To wrap-up, this is a very good book on a number of counts. It reviews the best of the most recent work in connectionist cognitive science. It carries out this task in a vigorously partisan, but by no means blind or unthinking, way. It also does it in an entirely non-mathematical way (this will, of course, be an advantage for some, a frustration for others). It responds to the major criticisms of the connectionist paradigm with interesting, informed, well-argued points. It show how one might accept connectionism without having to embrace eliminativism in one and the same gesture. It is appropriate for a wide range of audience: those professional cognitive scientists actively engaged in the battle and eager to hear the "latest word" from the connectionist camp, as well as those wanting to do a little "catching up." Graduate students who are just getting their first serious exposure to the promise connectionist research in cognitive science will benefit from it as well. This book will go a long way.

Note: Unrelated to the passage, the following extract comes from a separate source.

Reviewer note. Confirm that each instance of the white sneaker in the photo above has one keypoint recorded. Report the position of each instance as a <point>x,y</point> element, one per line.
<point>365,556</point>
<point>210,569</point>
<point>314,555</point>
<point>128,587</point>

Chalmers, D. J. (1991). Why Fodor and Pylyshyn were wrong: The simplest refutation. Proceedings of the Twelfth Annual Conference of the Cognitive Science Society. 340-347.

Clark, A. (1993). Associative engines: Connectionism, concepts, and representational change. Cambridge, MA: MIT Press.

Fodor, J. A. & Pylyshyn, Z. W. (1988). Connectionism and cognitive architecture: A critical analysis. In S. Pinker & J. Mehler (Eds.), Connections and symbols (pp. 3-71). Cambridge, MA: MIT Press.